De plus, le gouvernement souhaite mettre en place des mesures afin de pallier aux disparités financières des collectivités territoriales. Il souhaite alors doubler par rapport à 2012 les concours aux collectivités les plus nécessiteuses. En ce qui concerne les communes, la dotation de solidarité urbaine a prévu d’augmenter de 120 millions d’euros, la dotation de solidarité rurale de 78 millions, et la dotation nationale de péréquation de 10 millions d’euros. Pour ce qui est des départements, la dotation de péréquation urbaine et de fonctionnement minimale augmentera de 20 millions d’euros, quant aux régions, la dotation augmentera de 10 millions d’euros par rapport à 2012.

Actualiser l’imposition

Le gouvernement a souhaité dans cette Loi de finances 2013, rectifier les baisses d’impôts réalisées durant les 10 dernières années. Pour cela, une nouvelle tranche marginale d’imposition a été créée à 45 % pour les personnes dont le revenu excède 150 000 euros par part. Le plafond du quotient familial sera diminué à 2 000 euros, et les niches fiscales seront plafonnées à 10 000 euros. L’impôt sur le revenu sera de nouveau progressif, et les revenus du capital, tels que les intérêts, dividendes ou plus-values seront imposés dorénavant sur le revenu, et non plus au choix avec le prélèvement forfaitaire libératoire. Enfin, l’entrée au barème sera augmentée à 480 euros, ce qui préservera plus de 7 millions de ménages des hausses d’impôt. Au total, ces réformes permettront un rendement net de 3,5 milliards d’euros. 89 % des ménages verront donc leur impôt sur le revenu diminué ou inchangé. Alors que 8,5 millions de foyers fiscaux seront allégés de l’impôt, 4,1 millions de foyers fiscaux seront concernés par la hausse de cet impôt.

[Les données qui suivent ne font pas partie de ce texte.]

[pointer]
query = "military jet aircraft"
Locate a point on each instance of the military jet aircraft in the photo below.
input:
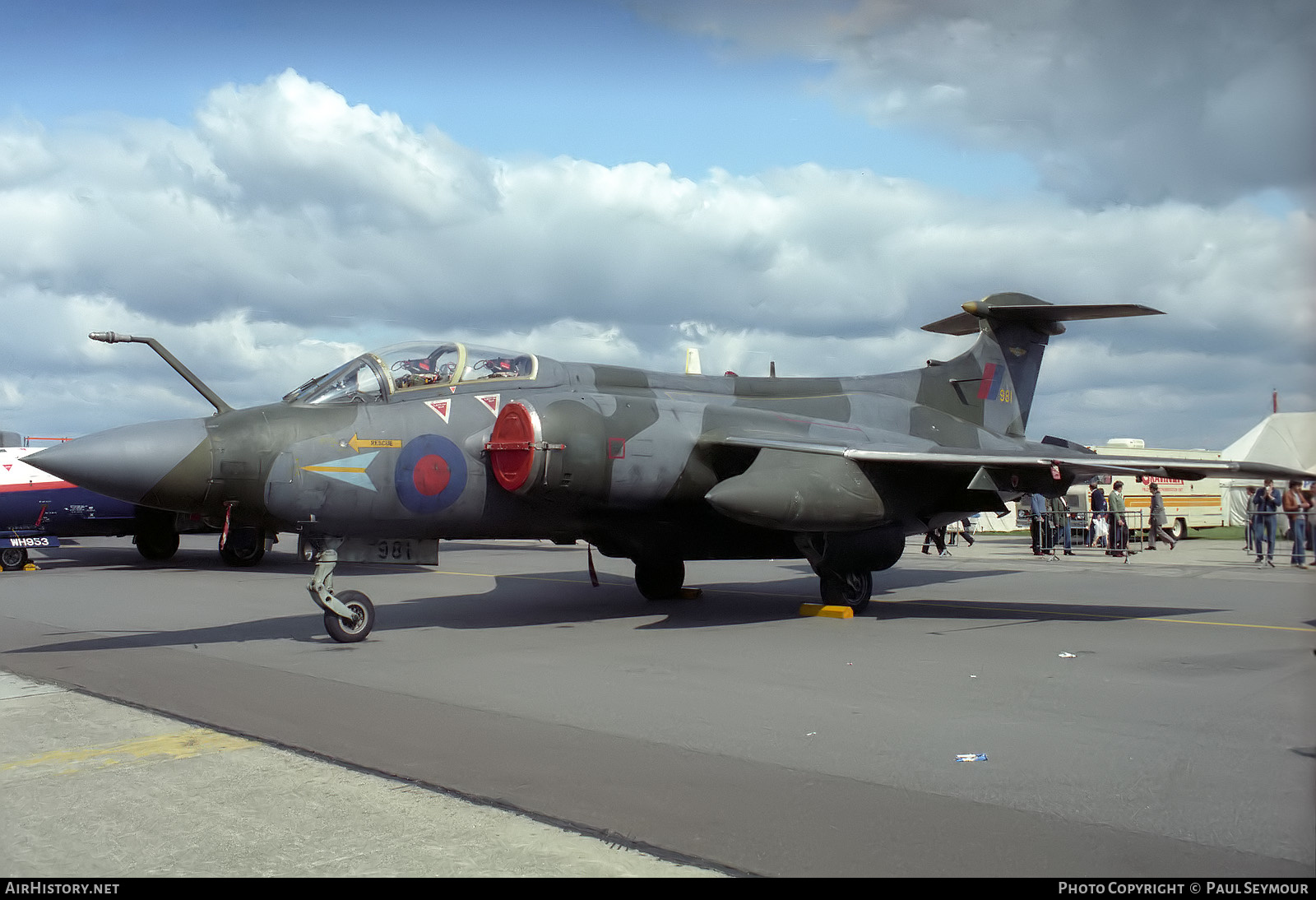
(381, 458)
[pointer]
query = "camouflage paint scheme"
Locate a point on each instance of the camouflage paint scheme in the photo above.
(656, 467)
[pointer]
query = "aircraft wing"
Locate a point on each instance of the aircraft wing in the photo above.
(1081, 463)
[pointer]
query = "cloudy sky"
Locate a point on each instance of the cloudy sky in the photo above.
(271, 187)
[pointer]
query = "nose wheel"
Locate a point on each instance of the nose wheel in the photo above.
(349, 616)
(349, 630)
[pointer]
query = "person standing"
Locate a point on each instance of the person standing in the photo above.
(1119, 528)
(1296, 509)
(1059, 516)
(1158, 518)
(1311, 524)
(1252, 509)
(966, 531)
(1096, 503)
(1267, 504)
(1037, 520)
(938, 537)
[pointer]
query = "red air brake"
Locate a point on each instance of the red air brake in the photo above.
(517, 448)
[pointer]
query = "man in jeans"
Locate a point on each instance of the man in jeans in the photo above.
(1265, 504)
(1296, 505)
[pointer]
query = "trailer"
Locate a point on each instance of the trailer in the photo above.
(1188, 504)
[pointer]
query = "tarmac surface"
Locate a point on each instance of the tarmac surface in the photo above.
(1149, 717)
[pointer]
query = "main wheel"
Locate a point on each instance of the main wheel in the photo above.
(660, 579)
(362, 619)
(157, 544)
(850, 590)
(245, 548)
(13, 558)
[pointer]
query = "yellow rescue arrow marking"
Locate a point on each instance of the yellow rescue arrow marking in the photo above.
(357, 443)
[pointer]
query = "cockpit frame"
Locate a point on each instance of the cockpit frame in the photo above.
(405, 370)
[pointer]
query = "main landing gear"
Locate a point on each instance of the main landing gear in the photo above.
(850, 590)
(660, 578)
(13, 558)
(349, 616)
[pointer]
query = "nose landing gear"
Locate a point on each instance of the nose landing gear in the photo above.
(349, 616)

1,2 milliard d’euros seront prélevés des plus hauts revenus et patrimoines, pour un effort à la solidarité. Ainsi, les personnes dont les revenus d’activités 2012 et 2013 excédaient 1 million d’euros, une contribution exceptionnelle de solidarité sera demandée, à hauteur de 75 % des revenus d’activité.

L’impôt de solidarité sur la fortune ISF est alourdi, afin de combler sa baisse décidée en 2011.

En ce qui concerne l’impôt sur les sociétés, il sera lui aussi réactualisé. En effet, les grandes entreprises seront limitées au niveau des charges financières nettes qu’elles peuvent déduire de leur impôt. La subvention fiscale des opérations sur titres de participation (niche Copé) est réduit.

Enfin, le taux normal de la TVA passera de 19,6% à 20%, le taux intermédiaire de 7% à 10% et le taux réduit de 5,5% à 5%.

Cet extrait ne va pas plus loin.